I am working on two stepper motors and trying to control them using RPi3(Ubuntu mate) with A4988 motor drivers. I successfully managed to drive the motors with external 12V battery source. After sometime, I tried to test the circuit again but now the RPi is heating up and not booting. I don't know what happened. Please help

The red LED is glowing but its not booting. Also I am only connecting the stepping mode pins and STEP, DIR pins of the A4988 to the RPi. There are two motors whose Vdd and Vmot pins are connected together. An LM2596 is used to step down (12v to 5v) the voltage used for Vdd

Update: I checked each of the A4988 drivers,they are in working conditions. Only the Rpi got fried. I hope somebody could explain ,why only the Rpi got fried? and What are the precautions to be taken to ensure this does not happen again?

Update2: I used another Rpi to test the same circuit and its working fine.
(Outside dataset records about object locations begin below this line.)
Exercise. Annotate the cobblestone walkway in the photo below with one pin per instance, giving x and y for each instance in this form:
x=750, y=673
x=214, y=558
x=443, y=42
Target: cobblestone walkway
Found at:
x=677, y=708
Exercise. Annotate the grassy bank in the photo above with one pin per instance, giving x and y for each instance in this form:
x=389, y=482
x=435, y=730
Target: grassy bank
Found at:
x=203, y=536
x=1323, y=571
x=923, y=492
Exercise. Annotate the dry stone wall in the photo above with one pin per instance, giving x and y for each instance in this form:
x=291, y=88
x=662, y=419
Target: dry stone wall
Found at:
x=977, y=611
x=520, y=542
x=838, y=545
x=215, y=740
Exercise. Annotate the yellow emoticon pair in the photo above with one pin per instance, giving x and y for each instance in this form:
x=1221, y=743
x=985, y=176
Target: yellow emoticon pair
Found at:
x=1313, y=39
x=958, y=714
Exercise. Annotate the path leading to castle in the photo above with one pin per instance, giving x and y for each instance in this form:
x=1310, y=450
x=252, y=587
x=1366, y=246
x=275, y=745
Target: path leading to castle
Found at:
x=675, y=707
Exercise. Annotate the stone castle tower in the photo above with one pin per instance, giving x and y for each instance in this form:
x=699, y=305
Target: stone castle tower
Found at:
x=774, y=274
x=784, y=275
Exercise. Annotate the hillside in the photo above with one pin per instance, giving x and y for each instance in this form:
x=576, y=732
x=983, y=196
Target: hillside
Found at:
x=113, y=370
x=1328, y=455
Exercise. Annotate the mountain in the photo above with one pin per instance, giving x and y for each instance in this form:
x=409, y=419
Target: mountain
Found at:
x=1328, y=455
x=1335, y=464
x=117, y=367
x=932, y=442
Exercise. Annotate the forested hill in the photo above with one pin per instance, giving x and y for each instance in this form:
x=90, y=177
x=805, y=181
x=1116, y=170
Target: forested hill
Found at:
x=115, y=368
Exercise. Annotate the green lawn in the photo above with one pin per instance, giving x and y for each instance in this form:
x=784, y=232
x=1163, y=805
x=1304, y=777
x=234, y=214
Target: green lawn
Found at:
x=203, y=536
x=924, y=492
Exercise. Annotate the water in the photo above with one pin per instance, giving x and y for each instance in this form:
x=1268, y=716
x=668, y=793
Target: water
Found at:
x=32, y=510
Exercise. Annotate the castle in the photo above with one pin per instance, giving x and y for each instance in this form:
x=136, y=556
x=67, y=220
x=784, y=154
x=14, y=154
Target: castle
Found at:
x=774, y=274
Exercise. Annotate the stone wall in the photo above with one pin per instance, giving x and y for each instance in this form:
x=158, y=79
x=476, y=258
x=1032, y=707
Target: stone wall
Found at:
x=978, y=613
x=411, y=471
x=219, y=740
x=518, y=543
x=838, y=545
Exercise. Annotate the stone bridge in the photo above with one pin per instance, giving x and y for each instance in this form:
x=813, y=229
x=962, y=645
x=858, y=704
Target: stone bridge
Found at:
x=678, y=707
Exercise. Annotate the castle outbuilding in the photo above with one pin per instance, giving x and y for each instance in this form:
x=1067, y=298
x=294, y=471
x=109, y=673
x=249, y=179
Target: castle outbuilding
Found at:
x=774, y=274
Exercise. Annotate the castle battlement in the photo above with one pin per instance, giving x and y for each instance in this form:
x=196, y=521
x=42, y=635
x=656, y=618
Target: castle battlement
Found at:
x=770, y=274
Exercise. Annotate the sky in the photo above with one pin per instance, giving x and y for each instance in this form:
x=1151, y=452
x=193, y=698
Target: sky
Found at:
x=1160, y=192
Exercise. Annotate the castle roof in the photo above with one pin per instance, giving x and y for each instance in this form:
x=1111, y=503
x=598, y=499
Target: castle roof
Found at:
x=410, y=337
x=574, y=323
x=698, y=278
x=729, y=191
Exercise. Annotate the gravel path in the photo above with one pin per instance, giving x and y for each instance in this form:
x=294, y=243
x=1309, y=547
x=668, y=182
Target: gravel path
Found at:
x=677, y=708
I think the reason for the RPi getting fried is that there was an open 12V wire coming from the source which might have accidentally touched the RPi.

I tried booting the fried Rpi and I found that it's actually booting up, but the processor is heating up. I don't know the reason for this behaviour. I read something about the polyfuse which takes time to reset. Maybe the polyfuse might have blown and now resetting.

  • Do either of the red/green LEDs light up or blink? Also, can you share some more details (schematic or picture) on how you wired up your motors, drivers and battery to the Pi? Commented Dec 17, 2018 at 9:57
  • 1
    If the Pi gets very hot very quickly it is dead. Especially so when it doesn't even boot so isn't running any software. Somehow you have fed more than 3V3 into a Pi GPIO or have connected more than 6V to a 5V pin or more than 3V3 to a 3V3 pin.
    – joan
    Commented Dec 17, 2018 at 11:52
  • but all of the pins where output pins. There were no inputs to the rpi.Does that mean the drivers also got fried. As I am a beginner ,Can you point me towards safety measures to be taken while working with circuit. Thank you for the reply
    – AK46
    Commented Dec 17, 2018 at 12:06
  • 1
    Making a pin an output does not protect it from being damaged by excessive input voltage, I'm afraid. Commented Dec 17, 2018 at 12:28
  • How to stop excessive input voltage?
    – AK46
    Commented Dec 17, 2018 at 12:37

2 Answers 2


It is highly likely that a voltage >3.3v went into the Raspberry Pi and it was damaged becuase of that. Unfortunately you will need to buy a new Pi.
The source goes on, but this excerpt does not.